I think, we have two possibilities to determine it :
1/ Mathematical with a system of equations (each plane is determined by a equation) and its resolution.
2/ MOI (or CAD drawing)
if we do planes P1, P2, P3 and P4 with points A,B,C,D,E,F,G,H with their 3 points, we can do intersections of these 4 planes. If we have only a point... we win and have P !
With your file, the result is a small thetahedron... P does not exist.
You have the original structure Yes!
You fill the hole Yes!
You have only planes Yes!
You have not 4 planes but 8 so better twice! :)
And you have only quads Yes!
And there is an infinity of this solution! Excellent!
Burmann's Triangles wins ! ;) Bermuda Triangle ? :)

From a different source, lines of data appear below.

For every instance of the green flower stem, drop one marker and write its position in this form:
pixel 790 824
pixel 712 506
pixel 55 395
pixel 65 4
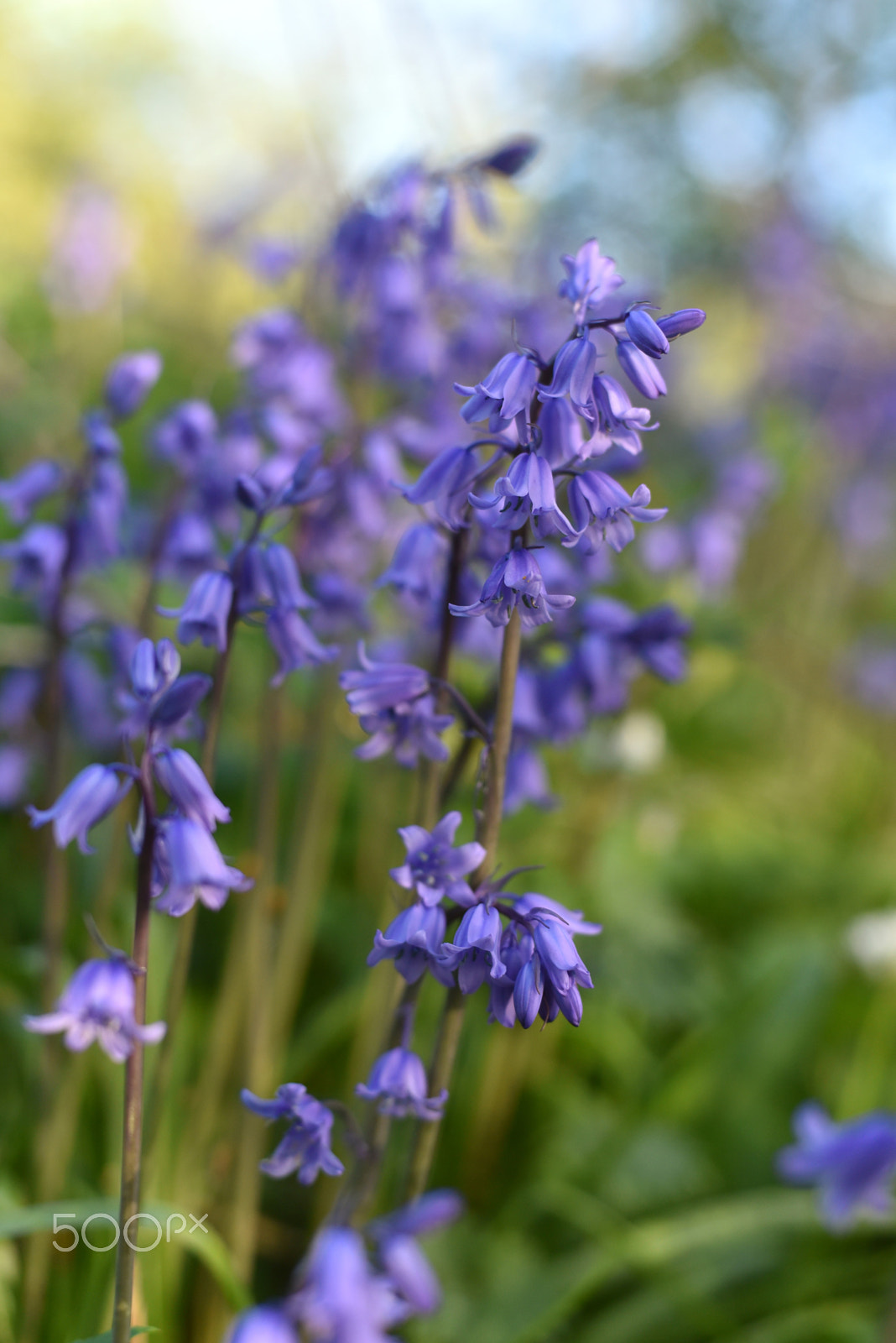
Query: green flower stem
pixel 132 1139
pixel 488 832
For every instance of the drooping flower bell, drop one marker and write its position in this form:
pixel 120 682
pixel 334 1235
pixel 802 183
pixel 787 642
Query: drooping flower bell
pixel 414 942
pixel 190 868
pixel 434 868
pixel 399 1081
pixel 90 797
pixel 206 610
pixel 852 1165
pixel 305 1147
pixel 515 582
pixel 605 512
pixel 98 1005
pixel 130 380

Now the best will be a little script or Elephant for automatise the down levels
or maybe a tricky use of existing functions (Loft, Sweep, NetWork...) for have directly plane surfaces from false surfaces! (dream :)
I have seen during this little exercise than NetWork has numerous parameters! (Uniform with number of Points...)
By hands it's 20 seconds for the last 4 top quads ;)
For this : here by hands its nothing for 12 quads but when you have 200-300 it's another story :)
It's true Quads "plane" built by external perimeter!
All blue faces are planar!
Constant angle by row...red faces are not planes! Angle not constant on the red original surface!
Taking the same length for the segment than the red structure...but as the angle is constant by rows... at the end some is missing at the right side! :)
Right side faces are a little deformed but now all yellow volume is quasi wraped!